Summer has come to Japan, and it is hot as balls. The heat isn’t as bad as the humidity. At night, and even during the day, you can actually see the air because it is so thick with moisture. Every few days we hit a breaking point. The sky opens up and torrents of rain pour down. I’ve taken to bringing a spare t-shirt and a towel to school with me, as I tend to sweat through the first one before second period. In August the rain will taper off, the heat will increase, and my students will be off on their summer vacation. And so will I.
My friend Dana is coming to Japan in August, for which I am very excited. Though I’ve only known Dana for a year, she’s someone with which I feel very close. She’s very intelligent and quite well traveled, but I think Japan will be a whole other world to her. A culture similar to our own but in many ways quite different. I look forward to showing her around and us making some new discoveries together.
Our plans are still in the rough stages. We’ll meet in Tokyo, explore the city for a week, take a day trip to Kamakura, go clubbing at Ageha. The next week will be spent in Kansai. A day in my town, a day for Kobe or Nara, and the remainder split between Kyoto and Osaka. There is so much to this country and each city. The same can be said of the US. I still have so much more to see.

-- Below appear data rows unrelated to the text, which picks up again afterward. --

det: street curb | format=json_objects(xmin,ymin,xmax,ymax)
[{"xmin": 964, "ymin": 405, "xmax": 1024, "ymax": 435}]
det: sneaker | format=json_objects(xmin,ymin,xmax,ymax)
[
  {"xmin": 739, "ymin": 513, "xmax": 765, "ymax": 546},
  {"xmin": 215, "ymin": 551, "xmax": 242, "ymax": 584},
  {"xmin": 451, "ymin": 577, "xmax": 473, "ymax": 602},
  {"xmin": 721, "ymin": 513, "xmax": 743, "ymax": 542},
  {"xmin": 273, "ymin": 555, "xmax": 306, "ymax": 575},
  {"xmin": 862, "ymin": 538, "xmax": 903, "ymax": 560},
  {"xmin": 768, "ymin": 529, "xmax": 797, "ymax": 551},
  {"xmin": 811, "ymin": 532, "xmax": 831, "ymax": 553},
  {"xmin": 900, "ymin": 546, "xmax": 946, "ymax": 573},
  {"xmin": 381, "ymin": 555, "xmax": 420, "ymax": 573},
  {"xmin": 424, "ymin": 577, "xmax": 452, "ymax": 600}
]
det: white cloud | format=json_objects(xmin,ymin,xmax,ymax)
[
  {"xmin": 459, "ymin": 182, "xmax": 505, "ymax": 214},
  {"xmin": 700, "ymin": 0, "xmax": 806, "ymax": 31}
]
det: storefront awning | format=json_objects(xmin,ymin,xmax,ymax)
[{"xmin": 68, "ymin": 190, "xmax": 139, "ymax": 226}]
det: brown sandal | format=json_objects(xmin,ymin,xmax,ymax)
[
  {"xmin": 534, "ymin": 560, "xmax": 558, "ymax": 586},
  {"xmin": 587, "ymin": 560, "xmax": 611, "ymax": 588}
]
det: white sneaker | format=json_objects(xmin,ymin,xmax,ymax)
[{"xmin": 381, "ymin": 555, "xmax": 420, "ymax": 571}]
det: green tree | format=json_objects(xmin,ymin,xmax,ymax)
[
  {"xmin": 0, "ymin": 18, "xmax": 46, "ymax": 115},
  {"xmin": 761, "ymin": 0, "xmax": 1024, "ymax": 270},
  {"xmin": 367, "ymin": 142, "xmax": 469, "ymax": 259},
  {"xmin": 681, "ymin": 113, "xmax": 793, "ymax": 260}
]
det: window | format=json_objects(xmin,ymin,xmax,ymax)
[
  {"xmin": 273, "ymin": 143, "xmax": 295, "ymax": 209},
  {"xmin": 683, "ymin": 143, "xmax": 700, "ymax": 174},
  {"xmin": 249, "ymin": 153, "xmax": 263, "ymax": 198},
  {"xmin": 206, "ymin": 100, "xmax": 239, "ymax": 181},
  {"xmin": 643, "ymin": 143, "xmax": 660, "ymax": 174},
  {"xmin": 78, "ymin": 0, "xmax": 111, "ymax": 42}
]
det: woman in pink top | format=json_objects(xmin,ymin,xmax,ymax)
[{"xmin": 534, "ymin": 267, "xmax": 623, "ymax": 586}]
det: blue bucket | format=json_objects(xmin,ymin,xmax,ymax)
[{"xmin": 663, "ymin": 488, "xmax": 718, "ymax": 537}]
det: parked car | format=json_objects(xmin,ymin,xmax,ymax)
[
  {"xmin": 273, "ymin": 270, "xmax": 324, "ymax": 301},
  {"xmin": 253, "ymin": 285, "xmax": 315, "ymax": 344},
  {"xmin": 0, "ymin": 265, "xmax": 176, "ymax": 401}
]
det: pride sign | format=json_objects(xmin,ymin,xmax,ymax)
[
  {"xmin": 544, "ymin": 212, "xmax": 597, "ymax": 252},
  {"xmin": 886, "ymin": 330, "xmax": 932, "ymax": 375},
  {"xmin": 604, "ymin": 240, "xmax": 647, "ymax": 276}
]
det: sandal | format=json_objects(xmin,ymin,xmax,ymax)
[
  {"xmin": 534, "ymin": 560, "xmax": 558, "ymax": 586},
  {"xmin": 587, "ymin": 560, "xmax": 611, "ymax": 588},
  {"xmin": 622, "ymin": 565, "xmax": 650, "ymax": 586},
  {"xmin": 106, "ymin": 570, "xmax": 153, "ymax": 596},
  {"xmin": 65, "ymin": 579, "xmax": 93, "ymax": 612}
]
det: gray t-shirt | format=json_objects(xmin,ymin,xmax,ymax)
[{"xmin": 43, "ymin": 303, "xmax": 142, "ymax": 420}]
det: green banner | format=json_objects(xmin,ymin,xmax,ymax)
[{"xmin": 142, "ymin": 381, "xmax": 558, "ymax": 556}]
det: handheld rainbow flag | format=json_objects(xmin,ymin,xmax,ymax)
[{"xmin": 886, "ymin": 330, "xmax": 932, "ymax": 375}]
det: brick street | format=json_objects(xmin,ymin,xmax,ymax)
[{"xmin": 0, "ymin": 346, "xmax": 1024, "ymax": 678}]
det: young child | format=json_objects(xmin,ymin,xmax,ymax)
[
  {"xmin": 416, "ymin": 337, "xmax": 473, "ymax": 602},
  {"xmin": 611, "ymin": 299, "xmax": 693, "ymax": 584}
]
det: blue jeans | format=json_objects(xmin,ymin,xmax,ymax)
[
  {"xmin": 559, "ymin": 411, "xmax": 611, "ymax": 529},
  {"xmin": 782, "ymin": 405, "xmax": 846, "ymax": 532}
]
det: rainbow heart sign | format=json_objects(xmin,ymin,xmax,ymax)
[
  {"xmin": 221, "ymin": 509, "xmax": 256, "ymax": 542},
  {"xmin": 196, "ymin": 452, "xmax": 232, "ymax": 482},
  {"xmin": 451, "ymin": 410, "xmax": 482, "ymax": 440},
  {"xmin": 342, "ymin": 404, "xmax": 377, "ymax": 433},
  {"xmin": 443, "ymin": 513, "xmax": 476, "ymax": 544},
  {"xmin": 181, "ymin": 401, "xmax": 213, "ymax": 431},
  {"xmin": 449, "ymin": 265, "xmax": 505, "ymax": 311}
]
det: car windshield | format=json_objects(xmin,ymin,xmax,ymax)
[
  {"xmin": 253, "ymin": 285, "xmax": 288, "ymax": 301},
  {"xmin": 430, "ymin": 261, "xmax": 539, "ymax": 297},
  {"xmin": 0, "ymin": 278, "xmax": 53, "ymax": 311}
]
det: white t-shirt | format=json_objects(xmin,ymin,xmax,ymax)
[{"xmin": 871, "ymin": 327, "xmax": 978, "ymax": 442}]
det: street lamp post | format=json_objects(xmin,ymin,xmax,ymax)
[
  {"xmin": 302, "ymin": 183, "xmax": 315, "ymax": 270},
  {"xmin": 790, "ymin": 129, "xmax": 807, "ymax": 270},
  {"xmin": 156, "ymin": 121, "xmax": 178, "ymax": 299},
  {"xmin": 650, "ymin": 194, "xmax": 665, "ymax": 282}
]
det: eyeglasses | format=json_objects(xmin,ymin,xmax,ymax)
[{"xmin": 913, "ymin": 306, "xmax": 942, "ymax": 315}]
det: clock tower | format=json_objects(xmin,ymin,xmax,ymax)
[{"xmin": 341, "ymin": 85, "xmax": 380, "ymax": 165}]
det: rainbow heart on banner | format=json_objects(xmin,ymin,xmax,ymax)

July 7th is Tanabata Matsuri, and though I will post this later, today is Independence Day. I’ve spent the past week doing a bit of cultural exchange in my classes, explaining the 4th of July to my students while they explain Tanabata Matsuri to me. I put together a nice Powerpoint presentation and speech, which I feel went very well. However, doing research for the presentation made me a bit home sick.
The 4th of July is something uniquely American, and the Boston celebration is quite amazing. I’ve often over looked it in the past, but the 4th of July, America’s history and what America stands for is something truly wonderful. Becoming jaded is easy, and the word “patriotism” is bandied about by a lot of ignorant and hateful people. They abuse the word, and make people ashamed of its presentation. But patriotism isn’t something we should shy from, or twist for our own meanings. Patriotism is not owned by one group but shared by any individuals who love their country. Those who fight for their country, be it in war or by pushing for positive change and greater unification, are patriots. People who seek bring progress, focus on the welfare of their fellow man and the betterment of their country are patriots. Those who seek to undermine the lesser man, the under privileged, the poor, the diverse and the different, are no better than the oppressive monarchy we fought to free ourselves from two hundred thirty four years ago. They are no patriots.
For all its faults and flaws, I love America. I know what it is, what it was and what it can be. I hope for a brighter tomorrow, and support all those working towards one. Living in a foreign country, despite it being one I love, has given me a renewed sense of patriotism. I am proud to be an American. And while I can’t see a large fireworks display or listen to the Boston Pops, I will spend this night grilling hamburgers, drinking beer, and lighting off what fire works I can get at the local convenience store while humming the Star Spangled Banner. Not in that order, though. What could be more American?